“To All the Boys: Always and Forever” premiered Feb. 12 on Netflix. It is the third installation in the movie series based on Jenny Han’s “To All the Boys I’ve Loved Before” books. A quintessentially high school finale exuding warmth, the film wraps up Lara Jean and Peter’s love story with a candy-colored bow.
The film stars Lana Condor as sweet homebody Lara Jean and Noah Centineo as popular golden boy Peter Kavinsky. The unlikely pair began their romance in 2018’s “To All the Boys I’ve Loved Before” after Lara Jean’s old love letters were mailed out and a fake dating scheme ensued. The third film picks up with Lara Jean and Peter as an established happy couple enjoying their senior year. They have the perfect plan for the future — to attend Stanford together, Peter on his lacrosse scholarship and Lara Jean on her academic merits — until Lara Jean gets a rejection letter from the school.
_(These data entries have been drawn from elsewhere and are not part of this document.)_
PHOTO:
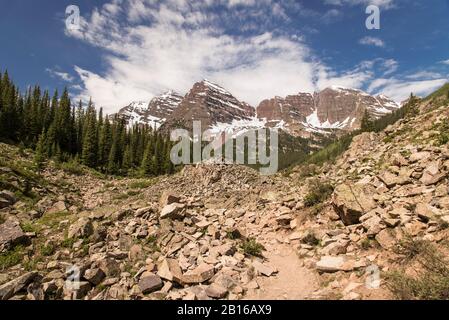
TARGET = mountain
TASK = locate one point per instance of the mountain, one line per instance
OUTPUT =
(211, 104)
(154, 113)
(334, 108)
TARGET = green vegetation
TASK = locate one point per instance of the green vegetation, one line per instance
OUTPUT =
(442, 92)
(252, 248)
(57, 129)
(366, 243)
(318, 193)
(142, 184)
(432, 281)
(330, 152)
(11, 258)
(48, 250)
(311, 239)
(443, 132)
(53, 219)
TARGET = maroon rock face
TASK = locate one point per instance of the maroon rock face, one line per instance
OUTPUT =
(293, 108)
(210, 104)
(155, 113)
(333, 108)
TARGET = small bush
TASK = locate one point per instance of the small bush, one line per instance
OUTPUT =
(11, 258)
(366, 244)
(318, 193)
(252, 248)
(143, 184)
(68, 243)
(48, 250)
(432, 282)
(72, 167)
(311, 239)
(28, 227)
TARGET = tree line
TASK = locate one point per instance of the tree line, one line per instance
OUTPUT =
(57, 129)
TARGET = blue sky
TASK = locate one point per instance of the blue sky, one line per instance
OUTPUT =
(128, 50)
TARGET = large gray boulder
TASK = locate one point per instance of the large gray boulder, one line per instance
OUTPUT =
(351, 202)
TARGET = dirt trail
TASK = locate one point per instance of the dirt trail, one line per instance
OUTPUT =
(293, 281)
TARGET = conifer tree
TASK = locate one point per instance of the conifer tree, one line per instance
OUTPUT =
(90, 147)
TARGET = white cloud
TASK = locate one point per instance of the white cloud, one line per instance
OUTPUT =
(389, 66)
(399, 90)
(384, 4)
(372, 41)
(172, 45)
(181, 45)
(61, 75)
(424, 75)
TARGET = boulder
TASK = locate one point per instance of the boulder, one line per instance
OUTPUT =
(263, 269)
(330, 264)
(424, 212)
(110, 267)
(11, 234)
(172, 211)
(340, 263)
(10, 289)
(201, 274)
(7, 198)
(351, 202)
(167, 198)
(432, 174)
(59, 206)
(149, 283)
(94, 276)
(136, 253)
(83, 228)
(216, 291)
(390, 179)
(386, 239)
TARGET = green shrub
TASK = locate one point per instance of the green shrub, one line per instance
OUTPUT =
(311, 239)
(48, 250)
(432, 281)
(318, 193)
(142, 184)
(72, 167)
(11, 258)
(68, 243)
(252, 248)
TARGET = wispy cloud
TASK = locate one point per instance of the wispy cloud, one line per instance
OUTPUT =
(399, 90)
(153, 46)
(174, 44)
(384, 4)
(61, 75)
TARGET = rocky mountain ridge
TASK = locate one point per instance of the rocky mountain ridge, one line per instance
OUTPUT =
(333, 109)
(337, 231)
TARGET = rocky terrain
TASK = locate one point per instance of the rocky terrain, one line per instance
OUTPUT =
(155, 113)
(338, 231)
(335, 109)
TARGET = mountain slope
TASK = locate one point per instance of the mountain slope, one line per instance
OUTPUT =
(333, 109)
(211, 105)
(154, 113)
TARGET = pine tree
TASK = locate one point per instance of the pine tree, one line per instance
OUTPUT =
(90, 147)
(41, 153)
(148, 165)
(367, 124)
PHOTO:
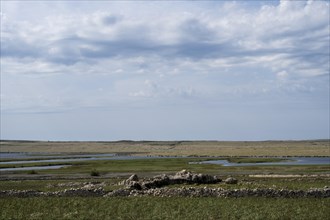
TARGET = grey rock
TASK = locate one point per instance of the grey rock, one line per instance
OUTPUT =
(231, 180)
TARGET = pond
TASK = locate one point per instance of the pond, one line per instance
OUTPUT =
(289, 161)
(35, 168)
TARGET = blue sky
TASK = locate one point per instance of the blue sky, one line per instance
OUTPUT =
(164, 70)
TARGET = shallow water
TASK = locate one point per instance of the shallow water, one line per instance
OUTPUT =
(35, 168)
(291, 161)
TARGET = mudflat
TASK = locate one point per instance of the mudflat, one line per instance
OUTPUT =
(177, 148)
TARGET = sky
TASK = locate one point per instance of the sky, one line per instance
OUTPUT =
(165, 70)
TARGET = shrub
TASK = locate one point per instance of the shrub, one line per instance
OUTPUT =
(95, 173)
(32, 172)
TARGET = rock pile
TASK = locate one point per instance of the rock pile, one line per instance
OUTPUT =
(220, 192)
(182, 177)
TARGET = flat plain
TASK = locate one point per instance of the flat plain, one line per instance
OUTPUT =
(177, 148)
(108, 173)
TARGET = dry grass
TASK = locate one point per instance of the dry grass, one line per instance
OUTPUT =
(178, 148)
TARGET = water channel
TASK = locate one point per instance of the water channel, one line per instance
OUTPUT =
(26, 158)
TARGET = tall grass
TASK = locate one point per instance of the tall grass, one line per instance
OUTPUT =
(164, 208)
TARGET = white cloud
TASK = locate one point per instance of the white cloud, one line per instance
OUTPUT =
(59, 56)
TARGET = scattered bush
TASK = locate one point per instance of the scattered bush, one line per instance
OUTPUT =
(95, 173)
(32, 172)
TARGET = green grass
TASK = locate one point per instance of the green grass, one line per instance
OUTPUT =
(253, 160)
(171, 165)
(164, 208)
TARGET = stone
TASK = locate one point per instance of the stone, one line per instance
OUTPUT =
(231, 180)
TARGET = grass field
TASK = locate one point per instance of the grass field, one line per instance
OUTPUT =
(113, 171)
(178, 148)
(164, 208)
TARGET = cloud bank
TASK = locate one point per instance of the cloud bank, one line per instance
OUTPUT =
(56, 57)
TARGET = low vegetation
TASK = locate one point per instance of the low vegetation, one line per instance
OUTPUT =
(164, 208)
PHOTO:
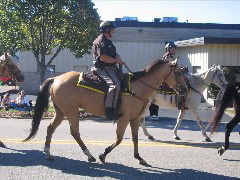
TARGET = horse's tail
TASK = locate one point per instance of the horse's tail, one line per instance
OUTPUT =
(40, 106)
(223, 99)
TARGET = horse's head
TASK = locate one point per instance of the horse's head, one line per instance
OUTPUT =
(175, 78)
(216, 74)
(8, 67)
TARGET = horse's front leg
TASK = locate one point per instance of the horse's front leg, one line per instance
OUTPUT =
(56, 121)
(2, 145)
(229, 128)
(179, 121)
(121, 127)
(143, 124)
(134, 124)
(195, 114)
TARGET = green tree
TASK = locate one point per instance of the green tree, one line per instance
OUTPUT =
(45, 27)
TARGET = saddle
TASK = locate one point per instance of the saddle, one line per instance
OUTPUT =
(91, 80)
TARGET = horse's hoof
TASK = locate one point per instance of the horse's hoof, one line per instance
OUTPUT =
(177, 138)
(221, 151)
(2, 145)
(49, 158)
(102, 158)
(142, 162)
(92, 159)
(208, 140)
(151, 138)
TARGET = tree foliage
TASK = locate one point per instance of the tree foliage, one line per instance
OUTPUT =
(41, 26)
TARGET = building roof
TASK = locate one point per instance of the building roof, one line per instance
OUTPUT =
(207, 40)
(177, 25)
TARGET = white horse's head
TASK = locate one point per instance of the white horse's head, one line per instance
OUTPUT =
(216, 76)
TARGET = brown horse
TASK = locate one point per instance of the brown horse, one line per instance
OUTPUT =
(68, 98)
(9, 68)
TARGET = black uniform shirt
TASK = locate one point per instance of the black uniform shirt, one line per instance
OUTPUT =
(101, 46)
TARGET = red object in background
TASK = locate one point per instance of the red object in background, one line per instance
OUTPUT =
(7, 80)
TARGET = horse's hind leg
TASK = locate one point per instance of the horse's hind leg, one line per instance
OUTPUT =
(179, 121)
(74, 128)
(2, 145)
(56, 121)
(121, 127)
(134, 124)
(229, 128)
(197, 117)
(143, 124)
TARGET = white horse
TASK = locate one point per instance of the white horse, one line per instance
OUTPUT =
(198, 83)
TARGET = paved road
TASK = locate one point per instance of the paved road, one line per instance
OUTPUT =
(190, 158)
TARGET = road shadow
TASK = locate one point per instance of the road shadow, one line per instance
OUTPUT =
(30, 158)
(191, 125)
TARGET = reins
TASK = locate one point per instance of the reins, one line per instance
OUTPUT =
(139, 97)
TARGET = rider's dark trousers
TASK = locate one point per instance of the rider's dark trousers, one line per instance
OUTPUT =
(108, 74)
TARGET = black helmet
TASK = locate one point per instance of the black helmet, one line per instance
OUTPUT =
(105, 26)
(169, 45)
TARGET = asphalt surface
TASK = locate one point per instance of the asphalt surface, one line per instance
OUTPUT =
(167, 158)
(189, 158)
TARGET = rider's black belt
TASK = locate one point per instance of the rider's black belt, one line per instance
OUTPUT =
(100, 64)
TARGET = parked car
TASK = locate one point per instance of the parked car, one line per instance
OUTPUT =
(7, 80)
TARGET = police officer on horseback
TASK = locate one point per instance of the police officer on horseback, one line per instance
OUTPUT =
(106, 61)
(170, 51)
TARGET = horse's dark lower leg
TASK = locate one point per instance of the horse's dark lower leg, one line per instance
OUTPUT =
(121, 127)
(2, 145)
(229, 128)
(135, 127)
(75, 133)
(57, 119)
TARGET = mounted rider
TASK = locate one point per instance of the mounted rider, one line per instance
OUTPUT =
(106, 62)
(170, 52)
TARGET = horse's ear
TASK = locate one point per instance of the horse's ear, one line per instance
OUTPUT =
(6, 55)
(174, 62)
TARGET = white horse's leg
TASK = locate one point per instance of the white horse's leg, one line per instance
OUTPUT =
(197, 117)
(179, 121)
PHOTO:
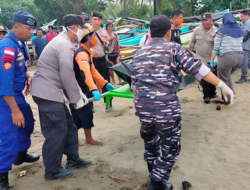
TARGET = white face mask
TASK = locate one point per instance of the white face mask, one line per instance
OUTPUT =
(79, 33)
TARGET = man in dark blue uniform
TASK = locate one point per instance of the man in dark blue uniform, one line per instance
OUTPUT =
(155, 79)
(16, 118)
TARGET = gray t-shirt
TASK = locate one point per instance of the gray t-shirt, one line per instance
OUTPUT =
(55, 72)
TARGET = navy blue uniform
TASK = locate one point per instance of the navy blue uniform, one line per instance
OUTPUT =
(13, 139)
(155, 79)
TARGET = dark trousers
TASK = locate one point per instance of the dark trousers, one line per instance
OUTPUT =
(162, 147)
(59, 131)
(14, 139)
(102, 66)
(209, 90)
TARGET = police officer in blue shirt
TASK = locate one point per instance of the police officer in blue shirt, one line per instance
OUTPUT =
(16, 118)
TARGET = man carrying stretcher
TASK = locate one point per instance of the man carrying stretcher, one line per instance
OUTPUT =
(86, 76)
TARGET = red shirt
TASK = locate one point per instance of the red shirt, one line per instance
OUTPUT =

Suddenly, she has to grapple with choosing a new path — and figuring out how Peter will fit into it.
The plot — though not quite as dynamic as its predecessors — was fitting for a final installation. Despite much of the first 30 minutes revolving around a silly misunderstanding about whether Lara Jean got into Stanford or not, the central conflict offers depth as Lara Jean grapples not only with the future of her relationship, but her future as an individual. However, the plot isn’t the main draw of the movie.
Ultimately, this movie is about the world of Lara Jean. It’s about the characters — wrapping up their stories and sending them out into the world. It’s one last visit to the cozy Covey home, the dreamy color palette, the adorable outfits. Like a warm hug, it welcomes viewers back into Lara Jean’s sweet family and relationship. The one hour and fifty-five minutes felt like one big pastel-colored montage of happy times — with some strife sprinkled in every once in a while. It is exactly the warm, light and smile-inducing fare that attracted fans to the series in the first place. It even includes a few easter eggs and warmhearted full-circle moments referring back to earlier movies.
Like most book-to-screen adaptations, certain moments were lost in translation. The only truly disappointing detail changed from the book was the University of Virginia erasure. In Jenny Han’s novels, the story takes place in Charlottesville, and Lara Jean and Peter dream of going to the University together. In the movie, Charlottesville is replaced with Portland, Ore., and the University is replaced with Stanford. Lara Jean didn’t apply to a single in-state school and pinned all of her hopes and dreams on attending one of the most selective schools in the country, which had a 5.2% acceptance rate last year. Obvious personal bias aside, this change felt like a missed opportunity to feature public colleges. There's more than enough media glorifying expensive top-20 private schools like Stanford — it’s time to normalize in-state colleges in film. Replacing the book’s more realistic options of the University of Virginia, the University of North Carolina at Chapel Hill and William & Mary with Stanford, New York University and the University of California, Berkeley just perpetuates the glamorization of overpriced out-of-state institutions.
Adorned with all of the classic moments — prom, graduation and an epic romance — Lara Jean’s story is ready to join the canon of classic 21st century high school romantic comedies. However, in the context of the film’s release — a global pandemic — a field trip to New York City, prom and graduation feel like relics of the past. Lara Jean’s yearbook cover plastered with “Class of 2021” seems like salt in the wound for this year’s actual high school seniors, very few of whom get to experience these memorable moments. For everyone else, though, the movie can serve as a sweet escape back to simpler times. “To All the Boys: Always and Forever” is a beautiful, heartwarming wrap-up that lets viewers return to the endearing world of Lara Jean one last time.